According to IMBD, the Hungarian American motion-picture actor was born as Lászlo Loewenstein to Jewish parents in Rózsahegy, in the Slovak area of the Austro-Hungarian Empire, in 1904. He studied in Vienna, however, did not finish his education, instead, ran away and did various temporary jobs before he got into acting. The aspiring actor first started out in amateur productions, often playing criminals and other seedy characters. He was born to play sinister figures in theatres and on screen due to his stocky figure and big, bulging eyes. Lorre achieved international fame in 1931 as the psychotic child murderer in the German classic film M, directed by Fritz Lang. He made his first Hollywood appearance in Mad Love, an American horror film in which he played a love-struck doctor who is obsessed with a young actress. He even made an appearance in the iconic Casablanca and worked together with such big names as Alfred Hitchcock, Humphrey Bogart and Bela Lugosi, another famous Hungarian who played Dracula on screen.

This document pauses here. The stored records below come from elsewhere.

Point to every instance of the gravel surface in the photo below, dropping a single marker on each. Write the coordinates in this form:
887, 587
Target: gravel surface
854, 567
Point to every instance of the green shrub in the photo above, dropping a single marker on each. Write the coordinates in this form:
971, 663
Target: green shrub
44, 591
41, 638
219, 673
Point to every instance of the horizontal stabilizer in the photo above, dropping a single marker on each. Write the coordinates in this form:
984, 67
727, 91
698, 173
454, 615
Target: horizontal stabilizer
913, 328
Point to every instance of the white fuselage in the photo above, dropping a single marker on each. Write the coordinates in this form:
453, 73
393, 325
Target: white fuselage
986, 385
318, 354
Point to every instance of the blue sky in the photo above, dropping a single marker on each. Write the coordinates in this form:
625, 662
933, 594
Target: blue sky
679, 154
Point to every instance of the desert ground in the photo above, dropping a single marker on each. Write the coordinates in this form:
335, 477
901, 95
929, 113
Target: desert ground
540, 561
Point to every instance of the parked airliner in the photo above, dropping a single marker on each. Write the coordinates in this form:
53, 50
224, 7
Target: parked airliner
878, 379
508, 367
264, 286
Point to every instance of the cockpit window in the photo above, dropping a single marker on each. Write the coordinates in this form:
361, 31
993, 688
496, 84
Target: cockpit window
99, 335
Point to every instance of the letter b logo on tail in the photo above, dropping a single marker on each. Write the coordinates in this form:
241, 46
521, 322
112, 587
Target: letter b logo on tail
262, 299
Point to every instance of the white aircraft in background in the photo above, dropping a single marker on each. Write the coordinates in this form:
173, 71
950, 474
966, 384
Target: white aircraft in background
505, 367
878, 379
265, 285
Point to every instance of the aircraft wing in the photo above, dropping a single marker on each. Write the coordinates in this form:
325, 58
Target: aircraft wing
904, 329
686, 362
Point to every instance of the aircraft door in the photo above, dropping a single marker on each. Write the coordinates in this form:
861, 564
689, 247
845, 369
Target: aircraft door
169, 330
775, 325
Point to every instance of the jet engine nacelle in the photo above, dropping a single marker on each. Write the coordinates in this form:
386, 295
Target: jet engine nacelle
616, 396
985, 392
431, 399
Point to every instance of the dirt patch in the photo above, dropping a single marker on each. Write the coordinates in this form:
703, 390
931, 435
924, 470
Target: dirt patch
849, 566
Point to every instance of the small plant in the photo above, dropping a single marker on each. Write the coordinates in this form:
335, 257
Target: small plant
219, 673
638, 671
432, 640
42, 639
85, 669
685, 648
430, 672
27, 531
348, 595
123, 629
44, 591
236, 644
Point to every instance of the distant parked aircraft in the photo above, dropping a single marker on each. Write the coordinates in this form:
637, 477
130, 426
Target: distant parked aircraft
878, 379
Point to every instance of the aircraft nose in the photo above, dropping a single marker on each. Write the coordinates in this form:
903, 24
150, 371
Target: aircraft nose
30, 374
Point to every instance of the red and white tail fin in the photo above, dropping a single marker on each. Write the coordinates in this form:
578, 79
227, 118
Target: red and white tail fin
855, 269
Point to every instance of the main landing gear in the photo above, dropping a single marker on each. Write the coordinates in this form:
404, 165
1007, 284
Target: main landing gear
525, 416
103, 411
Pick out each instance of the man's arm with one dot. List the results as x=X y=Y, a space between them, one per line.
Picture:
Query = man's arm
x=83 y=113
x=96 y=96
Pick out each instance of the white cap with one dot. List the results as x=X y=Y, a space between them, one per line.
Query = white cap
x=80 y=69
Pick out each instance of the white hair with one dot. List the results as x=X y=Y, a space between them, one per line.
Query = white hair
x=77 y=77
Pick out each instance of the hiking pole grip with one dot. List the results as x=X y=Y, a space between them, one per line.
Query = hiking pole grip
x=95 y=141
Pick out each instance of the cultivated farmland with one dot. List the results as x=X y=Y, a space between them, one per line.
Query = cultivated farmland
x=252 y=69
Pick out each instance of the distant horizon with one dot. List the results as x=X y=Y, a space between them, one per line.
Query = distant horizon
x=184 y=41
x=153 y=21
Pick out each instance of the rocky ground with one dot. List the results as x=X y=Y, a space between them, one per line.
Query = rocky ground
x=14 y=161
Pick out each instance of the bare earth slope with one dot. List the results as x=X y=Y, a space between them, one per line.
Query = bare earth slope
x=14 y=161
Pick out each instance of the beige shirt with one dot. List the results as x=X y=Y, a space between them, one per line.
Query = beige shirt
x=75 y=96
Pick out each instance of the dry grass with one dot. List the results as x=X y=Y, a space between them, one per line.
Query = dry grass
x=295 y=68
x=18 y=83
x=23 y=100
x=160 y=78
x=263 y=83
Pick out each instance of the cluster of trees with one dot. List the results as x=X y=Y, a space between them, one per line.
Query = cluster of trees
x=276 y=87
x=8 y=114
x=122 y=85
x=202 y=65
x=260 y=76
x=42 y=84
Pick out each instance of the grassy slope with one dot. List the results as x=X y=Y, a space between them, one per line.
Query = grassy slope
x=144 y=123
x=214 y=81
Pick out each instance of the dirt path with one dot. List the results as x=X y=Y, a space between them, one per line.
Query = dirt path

Later on, he suffered serious career disappointments due to a worsening morphine addiction which he developed after his doctor prescribed him the painkiller following chronic gallbladder troubles. He died of a stroke at age of 59, in 1960.
The longest-surviving original member of the iconic punk-rock band Ramones was born as Tamás Erdélyi in Budapest, in 1949. Tommy’s parents were of Jewish origin and worked as professional photographers, so he was already born into an artistic family. Most of his relatives died during the Holocaust. His family left the country at the time of the Hungarian revolution and arrived in the US in 1957. Tommy became interested in music at a young age and formed his first garage band, Tangerine Puppets, at high school. His first job included working as an assistant engineer in a recording studio along with Jimi Hendrix himself. He and his bandmates, Johnny Ramone, Dee Deee Ramone and Joey Ramone, founded the legendary band in 1974, in New York. He played only on the band’s first three albums, “Ramones” in 1976 and “Leave Home” and “Rocket to Russia” in 1977. According to the Guardian, the Ramones served as an inspiration to many well-known British punk bands such as the Clash, Buzzcocks and Sex Pistols and even Kurt Cobain of Nirvana said he yearned to play in a band such as the Ramones.
Tommy Ramone died of bile duct cancer at age of 65 in 2014, in his home.